W Polsce rządzonej przez PiS narasta antysemityzm. W trakcie obchodów święta Jom Kipur kamieniem wybito szybę w gdańskiej synagodze. To metoda typowa dla nacjonalistycznych bojówek w przedwojennej Polsce.
W środę wieczorem w synagodze mieszczącej się na terenie Gdańska Wrzeszcza doszło do antysemickiego incydentu. W środku znajdowały się osoby czekające na rozpoczęcie modlitwy, kiedy prysła szyba drzwi wejściowych. Ktoś rozbił ją rzutem kamienia. Pocisk poleciał w głąb świątyni, niebezpiecznie blisko zgromadzonych.
Gdańska gmina żydowska nie ma wątpliwości, że doszło do czynu, którego podłożem była nienawiść do Żydów. We wpisie zamieszczonym na facebooku jej przedstawiciele zauważają: “Ataki na synagogi w święto Jom Kipur były dość częsta praktyką nacjonalistycznych bojówek w Polsce, lecz miało to miejsce w latach trzydziestych ubiegłego wieku”.
Prezydent Gdańska Paweł Adamowicz zamieścił na twitterze wyrazy ubolewania z powodu wczorajszej napaści, oświadczając jednocześnie, że w zarządzanym przez niego mieście nie ma miejsca dla takich aktów nienawiści.
Dziś około 18.00 do synagogi we Wrzeszczu wrzucono przez okno kamień! Jestem zbulwersowany tą informacją – tym bardziej, że incydent miał miejsce podczas modlitw kończących Jom Kipur. W mieście wolności i solidarności nie powinno dochodzić do takich zdarzeń!

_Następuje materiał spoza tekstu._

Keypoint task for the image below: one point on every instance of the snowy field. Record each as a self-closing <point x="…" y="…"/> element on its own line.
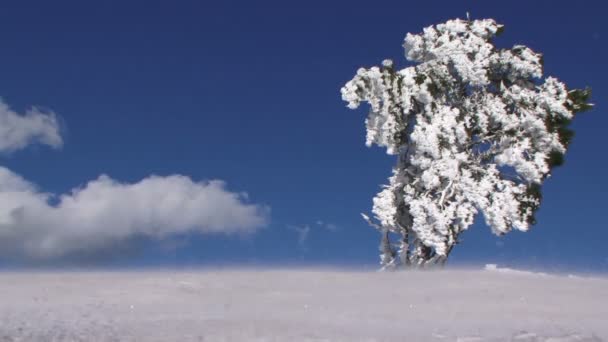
<point x="302" y="305"/>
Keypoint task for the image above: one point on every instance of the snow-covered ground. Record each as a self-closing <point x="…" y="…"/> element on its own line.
<point x="302" y="305"/>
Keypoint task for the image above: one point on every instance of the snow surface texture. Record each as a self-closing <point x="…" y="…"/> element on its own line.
<point x="304" y="305"/>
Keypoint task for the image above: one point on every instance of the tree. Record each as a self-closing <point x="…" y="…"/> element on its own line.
<point x="476" y="130"/>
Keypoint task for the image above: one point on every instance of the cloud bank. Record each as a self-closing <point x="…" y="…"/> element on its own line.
<point x="18" y="131"/>
<point x="93" y="217"/>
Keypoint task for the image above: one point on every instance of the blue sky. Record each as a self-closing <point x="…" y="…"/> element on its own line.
<point x="248" y="92"/>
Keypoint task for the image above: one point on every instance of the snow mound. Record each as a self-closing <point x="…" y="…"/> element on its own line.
<point x="494" y="304"/>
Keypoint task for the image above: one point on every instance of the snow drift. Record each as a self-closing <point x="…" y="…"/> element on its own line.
<point x="304" y="305"/>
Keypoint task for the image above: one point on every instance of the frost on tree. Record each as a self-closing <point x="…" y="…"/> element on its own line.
<point x="475" y="129"/>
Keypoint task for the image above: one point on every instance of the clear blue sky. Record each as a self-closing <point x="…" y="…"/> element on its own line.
<point x="248" y="92"/>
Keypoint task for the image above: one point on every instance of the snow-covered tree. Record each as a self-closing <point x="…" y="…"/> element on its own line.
<point x="476" y="129"/>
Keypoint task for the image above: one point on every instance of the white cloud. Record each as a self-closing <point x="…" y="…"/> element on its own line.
<point x="35" y="126"/>
<point x="328" y="226"/>
<point x="105" y="211"/>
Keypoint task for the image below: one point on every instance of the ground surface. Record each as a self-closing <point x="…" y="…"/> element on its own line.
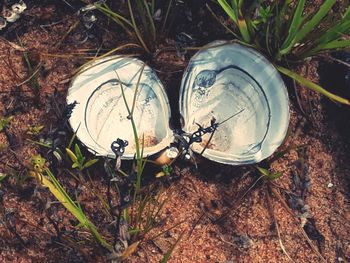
<point x="315" y="183"/>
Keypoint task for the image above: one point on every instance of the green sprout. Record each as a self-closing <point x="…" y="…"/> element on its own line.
<point x="42" y="173"/>
<point x="303" y="35"/>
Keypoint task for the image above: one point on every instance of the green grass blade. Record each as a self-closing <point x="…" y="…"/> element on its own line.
<point x="229" y="10"/>
<point x="119" y="19"/>
<point x="311" y="85"/>
<point x="315" y="20"/>
<point x="293" y="28"/>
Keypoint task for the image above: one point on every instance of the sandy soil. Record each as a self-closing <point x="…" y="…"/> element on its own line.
<point x="314" y="186"/>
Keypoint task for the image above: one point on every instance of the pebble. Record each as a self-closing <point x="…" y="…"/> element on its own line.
<point x="330" y="185"/>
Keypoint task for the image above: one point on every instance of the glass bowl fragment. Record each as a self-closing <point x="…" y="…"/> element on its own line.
<point x="242" y="91"/>
<point x="100" y="115"/>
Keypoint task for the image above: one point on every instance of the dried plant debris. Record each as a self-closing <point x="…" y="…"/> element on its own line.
<point x="11" y="14"/>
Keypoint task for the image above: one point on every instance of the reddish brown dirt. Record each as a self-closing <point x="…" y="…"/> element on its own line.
<point x="198" y="197"/>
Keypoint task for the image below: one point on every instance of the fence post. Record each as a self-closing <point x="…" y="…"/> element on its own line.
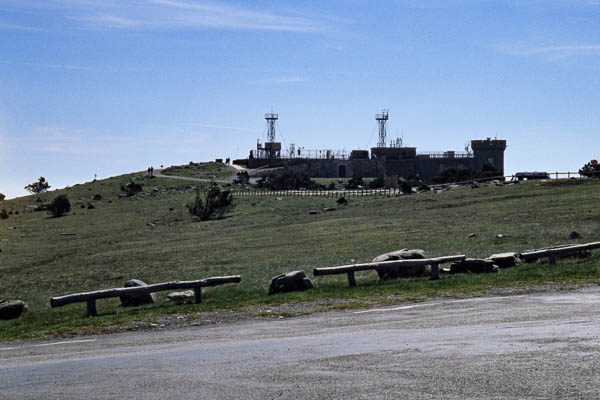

— Paweł Adamowicz (@AdamowiczPawel) September 19, 2018
Wczoraj na miejsce incydentu przybyła policja, zjawił się też prokurator. Na razie nie stwierdzili jednoznacznie antysemickiego charakteru ataku. Badają sprawę. Jednak funkcjonowanie polskiego wymiaru sprawiedliwości, coraz bardziej podległego politycznej woli partii rządzącej, nie napawa optymizmem w kwestii ścigania przestępstw z nienawiści. Dwa i pół roku sprawowania władzy przez Prawo i Sprawiedliwość to również okres narastającego w Polsce i coraz bardziej otwartego antysemityzmu.
W głoszeniu nienawistnych haseł pod adresem Żydów przoduje Jacek Międlar, nacjonalista, były ksiądz katolicki, autor książki “Moja walka”, nawiązującej tytułem do słynnego dzieła Adolfa Hitlera, osoba mająca w kraju pełną swobodę działalności publicznej. Na publiczne formułowanie komentarzy antysemickich pozwala sobie czołowy prawicowy publicysta Rafał Ziemkiewicz. W Warszawie miejsce na liście wyborczej PiS miejsce otrzymał Michał Szpądrowski, były członek sztabu wyborczego kandydata tej partii na prezydenta stolicy Patryka Jakiego. Wcześniej Szpądrowski “zasłynął” komentarzem w mediach społecznościowych, że gości z Tel Awiwu lądujących na lotnisku Chopina chętnie powitałby “serią z kałasznikowa”.
Jak widzimy, pełne przyzwolenie władz na mowę nienawiści, prowadzi zgodnie ze swoja odwieczną logiką do fizycznych ataków.